INTRAMOLECULAR TRANSMISSION OF THE ATP REGULATORY SIGNAL IN ESCHERICHIA-COLI ASPARTATE-TRANSCARBAMYLASE - SPECIFIC INVOLVEMENT OF A CLUSTERED SET OF AMINO-ACID INTERACTIONS AT AN INTERFACE BETWEEN REGULATORY AND CATALYTIC SUBUNITS

Aspartate transcarbamylase from Escherichia coli is stimulated by ATP and feedback-inhibited by CTP and UTP. Previous work allowed the identification of the hydrophobic interface between the two domains of the regulatory chain as a structural element specifically involved in the transmission of the Am regulatory signal toward the catalytic sites.

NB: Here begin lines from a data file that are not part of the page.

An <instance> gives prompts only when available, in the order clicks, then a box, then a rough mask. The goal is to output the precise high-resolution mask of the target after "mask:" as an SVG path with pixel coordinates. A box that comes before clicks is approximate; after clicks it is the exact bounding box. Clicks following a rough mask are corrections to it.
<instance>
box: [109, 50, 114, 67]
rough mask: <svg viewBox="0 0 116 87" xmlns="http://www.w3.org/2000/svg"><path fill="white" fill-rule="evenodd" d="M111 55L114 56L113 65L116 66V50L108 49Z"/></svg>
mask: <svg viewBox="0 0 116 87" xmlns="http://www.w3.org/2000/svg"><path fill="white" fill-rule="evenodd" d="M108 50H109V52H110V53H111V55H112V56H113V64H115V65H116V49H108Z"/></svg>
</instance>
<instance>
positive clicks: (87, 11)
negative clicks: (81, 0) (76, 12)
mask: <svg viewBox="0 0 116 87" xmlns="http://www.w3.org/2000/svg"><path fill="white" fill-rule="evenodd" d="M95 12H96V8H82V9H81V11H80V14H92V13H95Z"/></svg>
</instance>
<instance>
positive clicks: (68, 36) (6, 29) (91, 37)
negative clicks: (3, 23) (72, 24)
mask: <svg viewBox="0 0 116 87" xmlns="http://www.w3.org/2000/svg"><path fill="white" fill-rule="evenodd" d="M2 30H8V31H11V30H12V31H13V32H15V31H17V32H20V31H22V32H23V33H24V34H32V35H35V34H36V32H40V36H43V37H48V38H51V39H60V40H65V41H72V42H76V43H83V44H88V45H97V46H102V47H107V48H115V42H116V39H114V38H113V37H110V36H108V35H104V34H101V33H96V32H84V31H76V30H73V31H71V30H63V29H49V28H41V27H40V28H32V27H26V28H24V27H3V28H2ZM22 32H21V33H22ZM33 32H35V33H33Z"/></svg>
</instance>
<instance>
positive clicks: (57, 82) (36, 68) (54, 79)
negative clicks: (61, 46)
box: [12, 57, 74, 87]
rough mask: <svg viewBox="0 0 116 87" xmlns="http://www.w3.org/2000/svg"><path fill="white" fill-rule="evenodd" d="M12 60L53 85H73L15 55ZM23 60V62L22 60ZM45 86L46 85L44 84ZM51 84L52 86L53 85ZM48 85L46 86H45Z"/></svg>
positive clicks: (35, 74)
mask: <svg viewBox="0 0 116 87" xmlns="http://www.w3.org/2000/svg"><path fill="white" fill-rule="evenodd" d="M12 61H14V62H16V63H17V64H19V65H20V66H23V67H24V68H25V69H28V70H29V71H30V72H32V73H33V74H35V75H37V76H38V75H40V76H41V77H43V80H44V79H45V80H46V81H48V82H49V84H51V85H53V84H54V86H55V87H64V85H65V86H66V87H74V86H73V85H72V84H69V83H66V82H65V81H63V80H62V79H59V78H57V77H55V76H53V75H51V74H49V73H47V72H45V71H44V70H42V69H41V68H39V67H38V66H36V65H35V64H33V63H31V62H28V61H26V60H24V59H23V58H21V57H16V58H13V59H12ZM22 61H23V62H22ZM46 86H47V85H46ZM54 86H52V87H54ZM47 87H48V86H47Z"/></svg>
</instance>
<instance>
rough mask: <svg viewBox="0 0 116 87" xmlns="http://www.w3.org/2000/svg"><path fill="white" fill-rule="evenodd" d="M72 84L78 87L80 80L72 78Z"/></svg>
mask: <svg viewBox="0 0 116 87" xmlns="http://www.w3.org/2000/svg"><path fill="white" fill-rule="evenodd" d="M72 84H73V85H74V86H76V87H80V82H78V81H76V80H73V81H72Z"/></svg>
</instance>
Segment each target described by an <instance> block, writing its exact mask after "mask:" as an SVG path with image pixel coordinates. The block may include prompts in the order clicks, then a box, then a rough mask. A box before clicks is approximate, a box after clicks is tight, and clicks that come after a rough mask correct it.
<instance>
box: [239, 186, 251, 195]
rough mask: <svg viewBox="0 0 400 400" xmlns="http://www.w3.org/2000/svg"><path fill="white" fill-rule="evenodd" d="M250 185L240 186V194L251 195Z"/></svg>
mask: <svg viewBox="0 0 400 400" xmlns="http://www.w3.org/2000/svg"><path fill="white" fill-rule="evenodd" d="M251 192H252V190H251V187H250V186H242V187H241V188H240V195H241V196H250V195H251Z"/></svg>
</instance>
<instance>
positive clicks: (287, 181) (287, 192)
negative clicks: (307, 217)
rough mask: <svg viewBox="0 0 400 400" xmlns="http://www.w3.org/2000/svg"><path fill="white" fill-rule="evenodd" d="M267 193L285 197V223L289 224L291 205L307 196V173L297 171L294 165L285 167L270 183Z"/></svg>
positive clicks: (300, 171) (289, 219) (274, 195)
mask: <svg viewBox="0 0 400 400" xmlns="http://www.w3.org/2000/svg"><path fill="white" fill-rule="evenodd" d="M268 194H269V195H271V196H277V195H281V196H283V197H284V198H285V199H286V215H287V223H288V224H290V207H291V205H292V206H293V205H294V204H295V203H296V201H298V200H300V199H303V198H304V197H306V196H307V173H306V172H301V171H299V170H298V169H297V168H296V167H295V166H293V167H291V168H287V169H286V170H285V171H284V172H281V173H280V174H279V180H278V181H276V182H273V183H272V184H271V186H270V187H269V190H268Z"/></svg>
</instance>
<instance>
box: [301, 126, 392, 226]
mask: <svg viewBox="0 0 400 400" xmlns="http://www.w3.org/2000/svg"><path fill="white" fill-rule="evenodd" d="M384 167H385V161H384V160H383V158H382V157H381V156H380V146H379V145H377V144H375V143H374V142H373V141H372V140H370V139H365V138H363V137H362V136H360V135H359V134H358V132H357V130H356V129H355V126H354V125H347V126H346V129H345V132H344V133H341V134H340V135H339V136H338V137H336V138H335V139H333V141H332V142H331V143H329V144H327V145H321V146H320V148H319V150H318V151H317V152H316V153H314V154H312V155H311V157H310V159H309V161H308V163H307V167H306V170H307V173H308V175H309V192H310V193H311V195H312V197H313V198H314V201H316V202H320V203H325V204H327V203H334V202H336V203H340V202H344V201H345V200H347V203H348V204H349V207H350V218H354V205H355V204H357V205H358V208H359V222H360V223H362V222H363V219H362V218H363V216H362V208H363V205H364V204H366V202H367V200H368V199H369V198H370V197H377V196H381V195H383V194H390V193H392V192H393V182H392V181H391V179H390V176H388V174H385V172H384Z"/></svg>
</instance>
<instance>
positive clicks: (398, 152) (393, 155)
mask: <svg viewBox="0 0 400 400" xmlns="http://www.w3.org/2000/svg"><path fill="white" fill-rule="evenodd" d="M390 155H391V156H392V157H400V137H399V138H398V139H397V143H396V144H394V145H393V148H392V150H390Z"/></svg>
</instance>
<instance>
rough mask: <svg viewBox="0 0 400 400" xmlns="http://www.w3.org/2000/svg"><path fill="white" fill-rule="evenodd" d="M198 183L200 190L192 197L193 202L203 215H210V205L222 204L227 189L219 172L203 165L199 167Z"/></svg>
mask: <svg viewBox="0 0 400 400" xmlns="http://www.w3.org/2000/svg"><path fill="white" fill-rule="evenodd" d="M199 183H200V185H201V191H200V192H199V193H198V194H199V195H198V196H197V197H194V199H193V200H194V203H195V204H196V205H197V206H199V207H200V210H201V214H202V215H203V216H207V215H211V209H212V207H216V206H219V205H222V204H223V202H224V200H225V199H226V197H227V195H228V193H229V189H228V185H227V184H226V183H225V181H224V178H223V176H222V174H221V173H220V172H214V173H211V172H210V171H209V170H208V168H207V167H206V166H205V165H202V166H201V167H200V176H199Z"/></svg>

The present work describes the identification of a cluster of amino acid interactions at an interface between the regulatory chains and the catalytic chains of the enzyme as another structural feature involved in the transmission of the ATP regulatory signal but not in those of CTP and UTP. These interactions involve residues 146 to 149 of the regulatory chain and residues 242 to 245 of the catalytic chain. Perturbations of these interactions also alter to various extents the co-operativity between the catalytic sites for aspartate binding. These findings are in agreement with the idea that the primary effect of ATP might consist, in part, of a modulation of the stability of the interfaces between regulatory and catalytic subunits, thereby facilitating the T to R transition induced by aspartate binding, as was put forward in two recently proposed models, the ''effector modulated transition'' model and the ''nucleotide perturbation'' model. This does not exclude that this cluster of interactions could also act as a relay to transmit the ATP regulatory signal to the catalytic sites according to the previously proposed ''primary-secondary effects'' model.